23 Haziran 2015 Salı

Gün nasılsa bitecek




Az da olsa öyle kesişim noktaları vardır ki..
Düşün koca bir hayatın var ve  aynı günde hem en mutlu anı hem de en hüzünlü anı yaşıyorsun. 
Birinin heyecanı diğerinin üzüntüsüne karşı geliyor. 
Yaşarken hiç komik değil..
Daha bunlar benim iyi günlerim dediğiniz zamanlarda ise yeni bir felakete yelken açıp beklemeye alıyorsunuz kendinizi..
Yine karmaşık duygular hepimizin girip de içinden çıkamadığı..
Kimisi yazar, kimisi okur, kimisi yaşar..
Her yazıda bir sonuca varmak zorunda değiliz, her okuduğumuz şeyde de öyle, bazen havada kalır. 
Ama yaşadığımız şeyin sonu belli, ölüm!
Şimdi size iyi yaşayın, güzel yaşayın, kıymetini bilin, ama süper yaşayın, gayet hoş yaşayın, daha daha mutlu yaşayın diye bık bık edecek değilim aslında bunu yazmış olsam da..
Sizi, size bırakıyorum, kendimi de kendime..
Hayat 1-0 öndedir nasıl olsa.

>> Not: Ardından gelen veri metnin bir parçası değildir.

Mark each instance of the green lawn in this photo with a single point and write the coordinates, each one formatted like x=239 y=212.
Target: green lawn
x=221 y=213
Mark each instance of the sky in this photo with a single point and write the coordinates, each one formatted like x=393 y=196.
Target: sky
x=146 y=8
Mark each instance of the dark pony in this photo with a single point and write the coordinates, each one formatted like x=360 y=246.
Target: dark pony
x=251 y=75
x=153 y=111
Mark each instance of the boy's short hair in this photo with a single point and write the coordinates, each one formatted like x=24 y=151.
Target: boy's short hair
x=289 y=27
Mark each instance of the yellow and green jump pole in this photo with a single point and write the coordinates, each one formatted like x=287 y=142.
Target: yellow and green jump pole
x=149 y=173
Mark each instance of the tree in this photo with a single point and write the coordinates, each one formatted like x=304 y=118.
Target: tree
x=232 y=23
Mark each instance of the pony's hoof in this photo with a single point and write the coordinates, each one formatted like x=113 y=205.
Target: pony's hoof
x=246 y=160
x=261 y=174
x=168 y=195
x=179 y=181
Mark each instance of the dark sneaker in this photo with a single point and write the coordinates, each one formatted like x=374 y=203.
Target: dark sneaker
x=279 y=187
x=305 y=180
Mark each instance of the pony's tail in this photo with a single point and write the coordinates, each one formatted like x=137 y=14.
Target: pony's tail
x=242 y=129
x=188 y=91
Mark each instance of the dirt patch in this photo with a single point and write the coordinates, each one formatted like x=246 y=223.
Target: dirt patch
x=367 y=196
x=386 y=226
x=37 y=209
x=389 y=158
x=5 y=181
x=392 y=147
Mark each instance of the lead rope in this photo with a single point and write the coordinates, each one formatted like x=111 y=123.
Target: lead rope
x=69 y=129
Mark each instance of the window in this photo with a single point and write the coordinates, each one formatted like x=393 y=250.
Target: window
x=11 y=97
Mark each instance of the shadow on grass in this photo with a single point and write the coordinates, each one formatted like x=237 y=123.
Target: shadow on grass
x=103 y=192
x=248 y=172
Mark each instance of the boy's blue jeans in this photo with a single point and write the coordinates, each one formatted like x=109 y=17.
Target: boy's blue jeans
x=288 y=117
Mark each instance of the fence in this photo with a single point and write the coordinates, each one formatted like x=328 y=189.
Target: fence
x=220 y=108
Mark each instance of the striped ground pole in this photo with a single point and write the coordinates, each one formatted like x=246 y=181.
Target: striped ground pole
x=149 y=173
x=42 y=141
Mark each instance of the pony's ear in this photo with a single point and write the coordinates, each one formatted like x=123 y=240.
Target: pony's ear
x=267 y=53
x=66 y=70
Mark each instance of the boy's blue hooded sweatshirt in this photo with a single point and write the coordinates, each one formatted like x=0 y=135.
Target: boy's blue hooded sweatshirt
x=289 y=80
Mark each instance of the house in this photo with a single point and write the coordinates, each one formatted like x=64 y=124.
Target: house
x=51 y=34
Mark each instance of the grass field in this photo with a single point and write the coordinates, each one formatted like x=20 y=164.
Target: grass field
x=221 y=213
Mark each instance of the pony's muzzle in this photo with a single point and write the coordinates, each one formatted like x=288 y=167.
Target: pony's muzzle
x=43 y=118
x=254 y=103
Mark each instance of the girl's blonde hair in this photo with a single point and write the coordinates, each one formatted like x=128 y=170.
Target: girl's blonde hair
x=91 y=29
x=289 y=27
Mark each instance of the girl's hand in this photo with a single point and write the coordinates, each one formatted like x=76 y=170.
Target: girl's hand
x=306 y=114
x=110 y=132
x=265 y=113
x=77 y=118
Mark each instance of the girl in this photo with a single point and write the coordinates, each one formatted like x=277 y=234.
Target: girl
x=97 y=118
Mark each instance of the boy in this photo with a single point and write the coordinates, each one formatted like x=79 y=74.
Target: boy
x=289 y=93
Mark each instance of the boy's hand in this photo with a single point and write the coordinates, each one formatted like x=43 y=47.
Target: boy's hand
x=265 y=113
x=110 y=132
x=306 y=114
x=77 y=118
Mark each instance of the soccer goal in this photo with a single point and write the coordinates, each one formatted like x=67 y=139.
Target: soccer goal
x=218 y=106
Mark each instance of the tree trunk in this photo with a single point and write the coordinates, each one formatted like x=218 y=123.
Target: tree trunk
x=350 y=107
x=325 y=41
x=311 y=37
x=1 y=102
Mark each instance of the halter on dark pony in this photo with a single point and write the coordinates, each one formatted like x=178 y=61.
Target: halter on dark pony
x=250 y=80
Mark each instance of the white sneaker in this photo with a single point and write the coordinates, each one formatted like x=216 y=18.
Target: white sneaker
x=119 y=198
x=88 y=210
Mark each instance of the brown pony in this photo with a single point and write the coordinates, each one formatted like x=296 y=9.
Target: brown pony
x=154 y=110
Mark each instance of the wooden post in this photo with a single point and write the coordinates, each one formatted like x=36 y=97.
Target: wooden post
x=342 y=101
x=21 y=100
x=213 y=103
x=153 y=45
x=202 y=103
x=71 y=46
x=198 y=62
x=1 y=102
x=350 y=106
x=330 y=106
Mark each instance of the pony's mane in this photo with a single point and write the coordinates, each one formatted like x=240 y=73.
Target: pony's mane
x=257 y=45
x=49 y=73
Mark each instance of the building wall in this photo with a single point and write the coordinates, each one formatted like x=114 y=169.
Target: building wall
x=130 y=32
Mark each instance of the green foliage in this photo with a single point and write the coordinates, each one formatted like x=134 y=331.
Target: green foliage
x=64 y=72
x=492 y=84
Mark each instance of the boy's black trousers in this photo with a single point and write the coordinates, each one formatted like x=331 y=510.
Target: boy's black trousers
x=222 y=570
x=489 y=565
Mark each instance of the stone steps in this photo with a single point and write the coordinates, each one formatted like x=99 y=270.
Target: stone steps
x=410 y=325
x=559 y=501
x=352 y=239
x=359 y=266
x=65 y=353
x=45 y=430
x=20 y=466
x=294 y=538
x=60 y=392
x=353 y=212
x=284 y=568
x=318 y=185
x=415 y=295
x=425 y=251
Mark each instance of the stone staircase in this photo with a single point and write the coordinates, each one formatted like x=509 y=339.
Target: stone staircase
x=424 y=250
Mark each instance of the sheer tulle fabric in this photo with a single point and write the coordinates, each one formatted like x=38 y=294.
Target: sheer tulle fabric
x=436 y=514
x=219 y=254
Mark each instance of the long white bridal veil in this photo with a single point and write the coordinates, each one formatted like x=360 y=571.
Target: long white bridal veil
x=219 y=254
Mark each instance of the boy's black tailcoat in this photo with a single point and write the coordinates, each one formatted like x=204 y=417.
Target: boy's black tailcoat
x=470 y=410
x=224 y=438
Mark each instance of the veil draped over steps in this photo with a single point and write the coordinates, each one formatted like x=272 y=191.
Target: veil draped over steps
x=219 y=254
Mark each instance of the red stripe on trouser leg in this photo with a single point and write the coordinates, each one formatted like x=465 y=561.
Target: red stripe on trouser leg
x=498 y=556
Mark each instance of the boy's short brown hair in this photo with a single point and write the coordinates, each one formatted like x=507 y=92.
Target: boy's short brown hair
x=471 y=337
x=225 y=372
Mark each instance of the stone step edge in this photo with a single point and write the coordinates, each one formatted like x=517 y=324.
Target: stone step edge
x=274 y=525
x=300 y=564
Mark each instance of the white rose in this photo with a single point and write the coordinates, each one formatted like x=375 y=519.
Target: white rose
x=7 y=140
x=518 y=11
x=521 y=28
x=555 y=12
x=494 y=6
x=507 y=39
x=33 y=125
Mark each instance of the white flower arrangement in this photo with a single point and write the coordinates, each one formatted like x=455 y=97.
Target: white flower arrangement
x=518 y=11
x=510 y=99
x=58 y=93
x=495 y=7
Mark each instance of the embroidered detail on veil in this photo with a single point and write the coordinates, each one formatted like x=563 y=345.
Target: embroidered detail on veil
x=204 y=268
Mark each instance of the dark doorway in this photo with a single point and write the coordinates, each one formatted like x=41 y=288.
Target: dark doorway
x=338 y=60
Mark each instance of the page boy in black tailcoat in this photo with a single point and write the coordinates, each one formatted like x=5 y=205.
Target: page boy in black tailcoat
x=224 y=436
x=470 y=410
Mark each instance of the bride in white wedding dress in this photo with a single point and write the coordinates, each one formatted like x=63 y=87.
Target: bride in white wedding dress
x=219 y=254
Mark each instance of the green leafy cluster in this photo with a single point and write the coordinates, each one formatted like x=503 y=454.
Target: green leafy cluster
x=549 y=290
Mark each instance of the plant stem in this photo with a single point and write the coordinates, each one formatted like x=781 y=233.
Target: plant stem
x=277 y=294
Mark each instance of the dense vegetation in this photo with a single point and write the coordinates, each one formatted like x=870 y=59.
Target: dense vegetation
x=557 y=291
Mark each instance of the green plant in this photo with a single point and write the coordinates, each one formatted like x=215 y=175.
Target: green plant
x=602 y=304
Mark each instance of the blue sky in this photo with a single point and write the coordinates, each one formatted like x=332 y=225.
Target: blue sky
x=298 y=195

Bütün sayılar hızla yok olur. Hele sıfır kaybolur gider zamanda. Halbuki gökten zembille inmemiştir. Ne geçmişin yükü vardır üzerinde ne geleceğin kaygısı. Büyük buluştur, kehanetlerin başlangıcıdır.
Sıfıra sıfır elde var sıfırdır her bir taraf.. Bir o kadar büyük ve bir o kadar hiç. 
Çarp sıfırla ne elde ediyorsun gör bakalım.
Çarp kendini kendinle.. Dön bak aynaya.. O sensin işte!
Ve sen iyisin, hoşsun, güzelsin, dolusun!
Hayatın dopdoluysa, kafan karışıksa, uzun bir günün akşamında koltuğuna kurulup kendini rahat konumuna aldıysan zaten yazmak dahil hiçbir şey  umurunda olmuyor. 
Yaşıyoruz, yaşlanıyoruz.. Hızlı yaşa, çabuk yorul, bir anda gelip geçiversin hayat ve sen tadına bak, eyvallah etme..
Değer verdikçe bir yerleri kalkıyor çünkü! 
Halbuki sıcak bir kalp, başını koyabileceğin bir omuz, mırıldanan bir ses, sarıp sarmalayan kollar, şefkatle bakan gözler olsa hiç fena olmazdı. 
Neyse ne.. Aşktan bahsedecek değiliz burada, hepimizin inanmadığı ama her seferinde burnunu boka batırdığı, çıkmak isterken çıkamadığı, o acıyı bile sevdiği, aklın beş karış havaya çıktığı, gözlerin salak salak baktığı, romantik, erotik, kritik anlarda bile kitlenip potansiyel aşık kıvamından mütevellit kışkırtıcı olan bir o kadar da munis görünen şeyin içimize işlemesine izin verecek değiliz..
Hayal ettiğinde güzel çünkü, sinema filminde güzel, kitaptaki karakterlerin üzerinde güzel, müzisyenin melodilerinde güzel..
Davulun sesi hep uzaktan güzel!
Kapat hadi kapat

3 Haziran 2015 Çarşamba

Neyse






Hayatın pek çok kişiyle beraber geçiyor.. 
Komşuların, kuaförün, öğretmenin, mahallenin delisi, apartmanın kapıcısı, annenin arkadaşları, arkandan vuran, yüzüne söyleyen, ayağına çelme takan, sırtını sıvazlayan, çayını getiren, sırrını paylaşan, ödevini yapan, bale yapmayı öğreten ve saire..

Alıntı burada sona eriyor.